From around the somnolent monster, ponies started to cheer and laugh with relief. Snowflash dashed across the plaza and leaped happily on Pen’s back, hugging his neck. “WhooHOO! That was some nice Logomancy, Pen! You’re a natural!”

“Well, Pen…” smiled Iron, sweeping both of them up in an enormous crushing hug. “I apologize for dismissing what you said. You did talk it down. Congratulations, and thanks!”

Pen leaned into their embraces, but his mind was not entirely engaged. Heroic action to impress new friends and improve status, check, he thought. I wonder what kind of reward I’ll get for this one. Maybe I’ll get a medal, or a parade, or a stack of bits… Pen’s skin crawled at the thought of being made to march in front of a cheering crowd, or stand on a platform to receive some trophy; public attention of that nature was immensely distasteful to him. Well, LunAI knew he didn’t like it, so she wouldn’t do it to him, would she? Or would she try to socialize him and engineer his responses so that he would enjoy it? She might say that his introversion was one thing that made him unhappy, so counteracting it to make him more social would better satisfy his values in the long run…

Pen’s journal jingled; he drew it out and it flipped automatically to the current page.

ACHIEVEMENTS

Getting into the Spirit of Things
Go with the flow!
+1000 bits

Rendezvous with Dweomer
Cast your first spell!
+1600 bits

Declining Honors
Your modesty is its own reward.
+0 bits

Defeat Wandering Monster (1/????)
Make life a kickass adventure!
+5000 bits

Overanalyzing the Spirit of Things
It’s just your Dao. You should really just relax.
-5998 bits

Pen blinked, shook his head, then grinned, enjoying his laugh on the inside to avoid having to explain it to his friends. Okay, okay, I get it… He was still smiling as various bystanders stepped up in small groups to thank him for his assistance. With his mood considerably improved, he succeeded in being gracious and polite to them, instead of appearing sullen, distracted and embarrassed.

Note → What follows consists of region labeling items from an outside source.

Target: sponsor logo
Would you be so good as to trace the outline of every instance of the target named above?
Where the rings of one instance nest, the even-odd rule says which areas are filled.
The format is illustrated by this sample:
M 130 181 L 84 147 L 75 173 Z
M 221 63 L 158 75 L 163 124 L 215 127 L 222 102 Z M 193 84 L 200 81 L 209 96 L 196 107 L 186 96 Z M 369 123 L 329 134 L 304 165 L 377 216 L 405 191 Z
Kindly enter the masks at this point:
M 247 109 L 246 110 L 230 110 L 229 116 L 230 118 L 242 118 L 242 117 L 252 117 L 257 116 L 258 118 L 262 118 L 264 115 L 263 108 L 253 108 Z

As the guardsponies gathered around the enormous monster, discussing how to proceed, Snowflash suddenly jumped up, standing atop Pen’s back, and peered over his head at the crowd. “Ah, the sleep of monsters brings forth Reason,” she quipped.

And indeed, strolling sedately from the direction of the Library came two scholasts in flowing robes, one tall, gaunt, austere, and marching with the unconscious dignity of authority, the other short, round, and jittery with the flustered jumpiness of the career fussbudget. Snowflash jumped down from Pen’s back and introduced him to Sophistic Reason, the Head Librarian, and Semantic Haze, the Chief Archivist.

Sophistic Reason dipped her long neck delicately down and droned out a turgid sesquipedalian sentence into Semantic Haze’s ear, who translated it to the multitude in bursts of comprehension. “Our most sincere regrets… there was an entanglement… during a reindexing operation with attendant… recursion that accidentally spawned… a dim parody… of sentience. We thank you… for your… efforts… and will take control… from… here.”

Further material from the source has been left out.